4 thoughts on “How to Identify and Prevent Wine Faults in Your Craft Wine”

  1. “Potassium sorbate should not be added to wines that have undergone MLF or have been barrel aged. ”
    This statement goes against everything I’ve been told in the past. After barrel aging is complete and the wine has been removed from the barrel, shouldn’t the wine then be dosed with suffiicient levels of potassium sorbate and potassium sulphite??

    1. Hi Michelle,
      When lactic acid bacteria comes in contact with potassium sorbate it is capable of metabolizing it resulting in geranium taint. Barrels can harbor lactic acid bacteria in the grains of the staves, especially if high pressure hot water is not being using to clean the barrels between fillings. When the wine is removed from barrel it can sometimes take some of this LAB with it which is why sorbate should be withheld if barrel ageing. Sulphite additions post barrel ageing are adequate to prevent any LAB activity and protect wine from oxidation or microbial spoilage.

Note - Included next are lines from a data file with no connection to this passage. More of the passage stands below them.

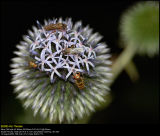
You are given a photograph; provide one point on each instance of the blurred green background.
(131, 102)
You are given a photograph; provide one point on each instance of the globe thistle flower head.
(140, 27)
(61, 70)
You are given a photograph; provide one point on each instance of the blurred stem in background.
(122, 61)
(139, 33)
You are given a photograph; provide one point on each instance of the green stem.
(122, 61)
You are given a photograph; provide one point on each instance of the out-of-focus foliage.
(140, 27)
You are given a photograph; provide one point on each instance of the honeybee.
(32, 64)
(79, 80)
(73, 50)
(58, 26)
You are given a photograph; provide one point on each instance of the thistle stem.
(124, 58)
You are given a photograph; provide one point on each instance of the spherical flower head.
(61, 70)
(140, 27)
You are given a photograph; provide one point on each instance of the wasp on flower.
(66, 78)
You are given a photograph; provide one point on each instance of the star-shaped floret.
(71, 70)
(87, 62)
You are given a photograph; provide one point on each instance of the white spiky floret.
(49, 88)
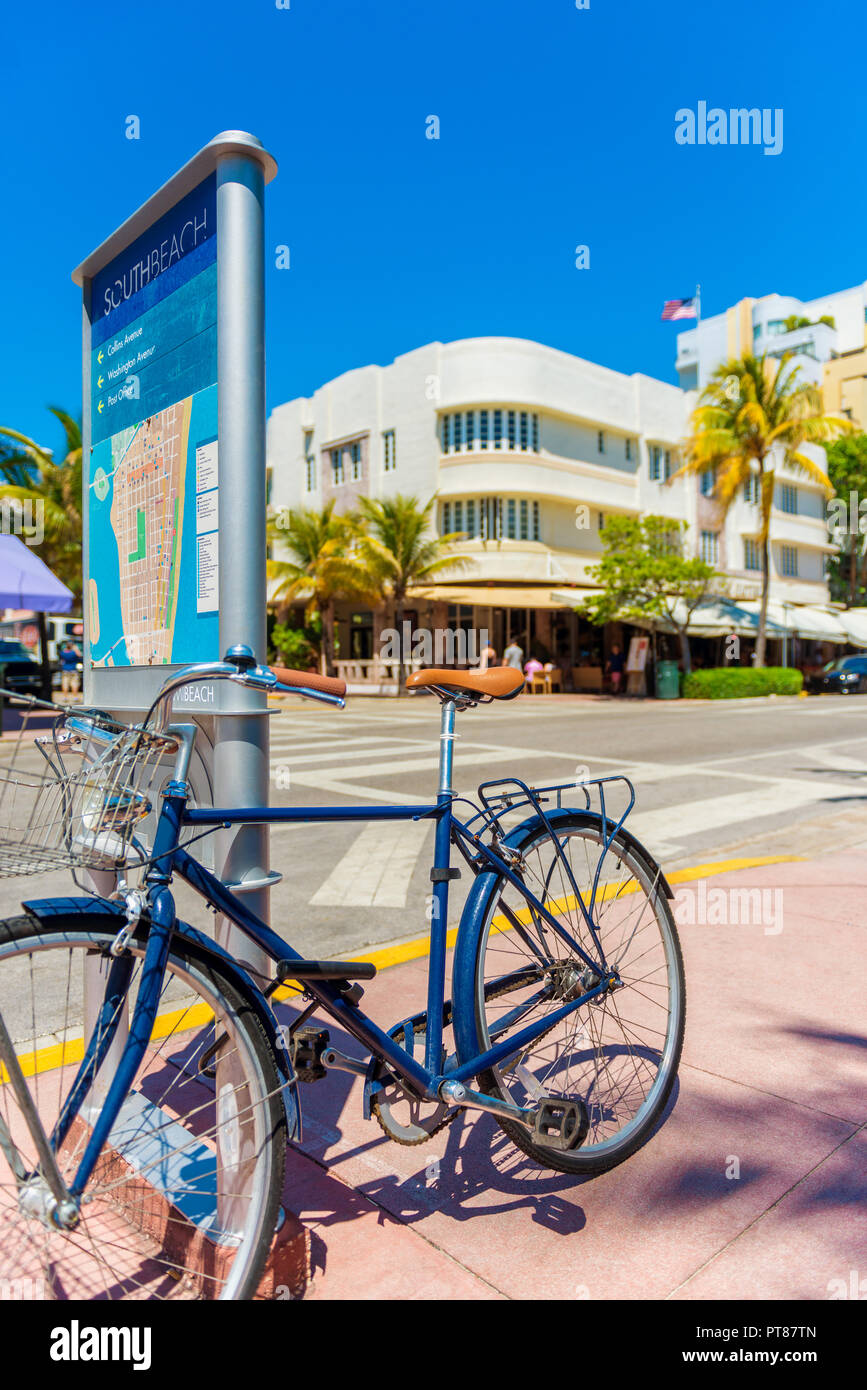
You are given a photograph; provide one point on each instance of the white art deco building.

  2. I just threw out TWO full batches of Chamblais made at the Guelph Craft Wine. Disgusting metallic flavor and aroma. We have another batch of Pinot Grigio with a somewhat similar problem, though not quite as strong. I suspect a cork problem.

    It TRULY makes one wonder if one should indulge in making wine again. A VERY expensive way to obtain reasonably priced wine.

    1. Hi John,
      We are very sorry to hear that you are unhappy with your GC Chamblaise kits. We have spoken to Craft Wines about this issue and she is more than happy to replace your wine with something else.